Shepherd nodded. ‘From your standpoint, sure.’

‘You checked up on me, right?’ Shepherd didn’t say anything and Harper grinned mischievously. ‘What, do you think you can go rooting around the PNC for me and that I wouldn’t find out?’

‘It wasn’t me,’ said Shepherd.

‘Whoever it was they were clever enough not to leave their fingerprints,’ said Harper. ‘They went in under the log-in of a young PC who obviously thought he could leave his terminal unattended while he went for a coffee.’

‘You’ve got someone in the Met on your payroll?’ said Shepherd.

Harper faked indignation. ‘How dare you suggest that I would do anything as illegal as paying a member of Her Majesty’s Constabulary for information!’

‘No offence,’ said Shepherd.

Harper grinned and took a long pull on his cigarette. ‘Well, come on, tell me what you found out about me.’

‘Not much, as it happens.’

Harper’s grin widened. ‘Told you,’ he said.

‘You’ve done a good job of staying below the radar. The consensus seems to be that you’re in Spain.’

‘Yeah, well, as long as they think that, I’m a happy bunny.’

‘How did you find me, Lex?’

‘It wasn’t difficult. For a start you weren’t hiding, plus I knew you back in Afghanistan, I knew your name and your date of birth and that you were married to Sue and that you had a kid, Liam.’ His face fell. ‘Shit, sorry.’

‘Sorry?’

‘About the wife. The car crash. I only just found out. Sorry.’

‘It was a long time ago.’

‘I know, but I’m sorry. I never met her, but you were always talking about her.’ He sipped his coffee and then wiped the foam from his upper lip with his sleeve. ‘Always nagging you to leave the Regiment, remember?’

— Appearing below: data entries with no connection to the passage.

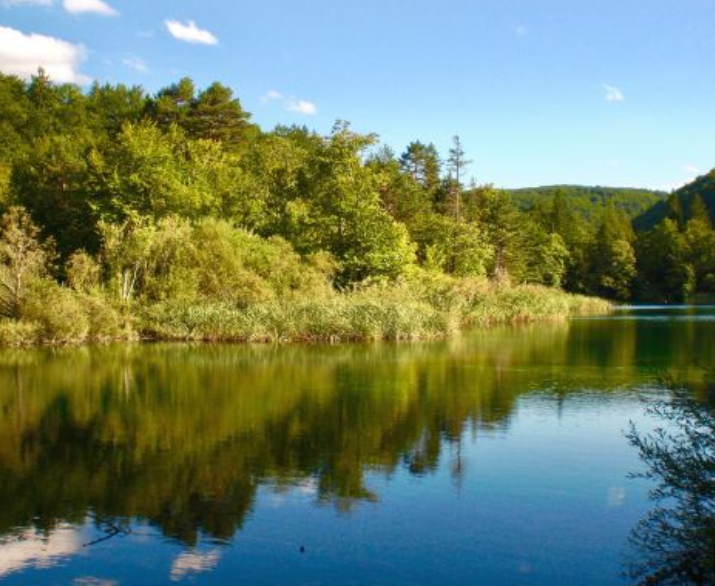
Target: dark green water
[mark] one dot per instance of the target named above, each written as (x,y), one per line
(498,458)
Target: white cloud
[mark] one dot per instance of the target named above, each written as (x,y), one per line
(22,55)
(89,6)
(290,104)
(271,96)
(301,107)
(190,33)
(136,63)
(691,170)
(613,94)
(27,2)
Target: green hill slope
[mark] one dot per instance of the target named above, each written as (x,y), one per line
(585,199)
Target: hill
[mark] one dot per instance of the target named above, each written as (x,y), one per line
(680,202)
(585,199)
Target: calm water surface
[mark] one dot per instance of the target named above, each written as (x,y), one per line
(498,458)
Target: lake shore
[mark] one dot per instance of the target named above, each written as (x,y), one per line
(428,309)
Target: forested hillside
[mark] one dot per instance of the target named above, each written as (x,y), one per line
(587,200)
(173,215)
(679,205)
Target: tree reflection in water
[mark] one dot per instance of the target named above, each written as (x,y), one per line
(675,543)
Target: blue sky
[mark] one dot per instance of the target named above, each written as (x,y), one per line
(540,91)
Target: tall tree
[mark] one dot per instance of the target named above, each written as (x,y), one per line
(456,164)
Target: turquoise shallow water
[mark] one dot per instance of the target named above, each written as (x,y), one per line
(497,458)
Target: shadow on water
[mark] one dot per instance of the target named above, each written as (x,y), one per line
(674,545)
(189,441)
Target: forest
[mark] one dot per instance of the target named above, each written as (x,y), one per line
(172,215)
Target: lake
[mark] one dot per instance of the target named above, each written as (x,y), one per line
(496,458)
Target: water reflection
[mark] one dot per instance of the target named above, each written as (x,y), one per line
(675,543)
(183,440)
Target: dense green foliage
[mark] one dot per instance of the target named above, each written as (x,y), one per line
(587,201)
(142,208)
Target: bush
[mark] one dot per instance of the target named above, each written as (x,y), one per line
(18,333)
(58,312)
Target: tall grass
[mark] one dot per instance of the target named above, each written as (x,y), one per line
(422,306)
(408,310)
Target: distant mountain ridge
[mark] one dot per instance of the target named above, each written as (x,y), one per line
(704,186)
(633,201)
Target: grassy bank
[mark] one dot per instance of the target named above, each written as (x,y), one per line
(420,307)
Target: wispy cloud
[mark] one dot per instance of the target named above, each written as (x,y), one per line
(301,107)
(691,170)
(89,7)
(22,54)
(271,96)
(290,104)
(136,63)
(613,94)
(190,33)
(27,2)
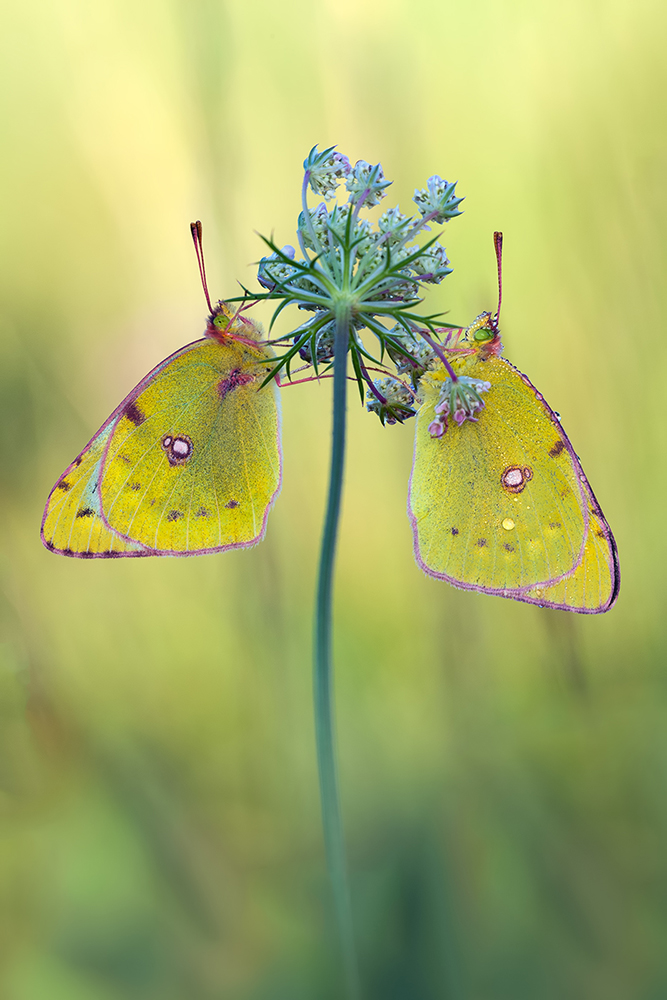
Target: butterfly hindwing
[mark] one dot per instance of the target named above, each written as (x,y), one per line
(192,465)
(72,523)
(593,586)
(498,504)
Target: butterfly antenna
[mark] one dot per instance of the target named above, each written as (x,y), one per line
(195,229)
(498,244)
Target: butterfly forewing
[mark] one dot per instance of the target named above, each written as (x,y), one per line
(593,586)
(193,462)
(497,504)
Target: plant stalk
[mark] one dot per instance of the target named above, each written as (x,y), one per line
(334,843)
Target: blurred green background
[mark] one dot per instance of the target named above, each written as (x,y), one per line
(503,768)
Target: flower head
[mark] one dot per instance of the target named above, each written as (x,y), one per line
(366,184)
(358,279)
(461,400)
(324,171)
(437,200)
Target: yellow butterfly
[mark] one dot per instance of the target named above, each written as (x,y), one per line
(498,500)
(190,461)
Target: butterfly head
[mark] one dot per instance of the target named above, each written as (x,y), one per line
(483,335)
(226,324)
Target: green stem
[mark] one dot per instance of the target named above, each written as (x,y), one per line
(323,667)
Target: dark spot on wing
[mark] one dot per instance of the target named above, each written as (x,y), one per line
(514,478)
(134,414)
(178,448)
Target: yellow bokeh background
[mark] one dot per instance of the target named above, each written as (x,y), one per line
(503,767)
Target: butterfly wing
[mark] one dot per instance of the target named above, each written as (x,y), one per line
(499,505)
(593,586)
(192,463)
(72,523)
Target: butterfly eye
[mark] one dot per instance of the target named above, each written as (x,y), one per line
(482,336)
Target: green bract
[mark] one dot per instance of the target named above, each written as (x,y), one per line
(370,273)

Shepherd chuckled. ‘Yeah. She got what she wanted after I got shot. I left a few months later. Out of the frying pan into the fire, as it happens.’

‘Yeah?’

Shepherd nodded. ‘Yeah. They never had me walking a beat, they put me straight into an undercover unit and the work was every bit as dangerous as Afghanistan. High-level crims, drug dealers, hitmen, gangsters. She was soon nagging me to leave the cops.’

‘To join Five?’

Shepherd shook his head. ‘Nah, I moved to SOCA, but that was after she died.’

‘SOCA? Now that was a great idea, wasn’t it? The British FBI? They couldn’t find their arse with both hands.’

‘You’ve come up against them, have you?’

‘There’s half a dozen of them in Pattaya but they don’t know me. I’ve sat opposite two of them in a go-go bar and they’ve looked straight through me.’

‘How come?’

‘Because they’re tossers. Like your mate, what was his name, Razor? In and out of the massage parlours like bloody yo-yos. If ever they started to get busy about me I’ve more than enough to get them pulled back to the UK. SOCA was never going to work. You can’t shove cops, customs officers and taxmen into the same organisation and expect them to work together. They form their own little kingdoms and start plotting against each other.’

Shepherd raised his eyebrows. ‘You seem to know a lot about SOCA.’

‘I know a lot about a lot, mate. Knowledge is power. End of.’ He took a long pull on his cigarette. ‘Still, if they were any good they’d have been giving me a hard time, wouldn’t they, so thank heaven for small mercies. I just hope this new mob, the National Crime Agency, isn’t much better. Doubt it will be. It’s like renaming the Titanic just before the iceberg hits.’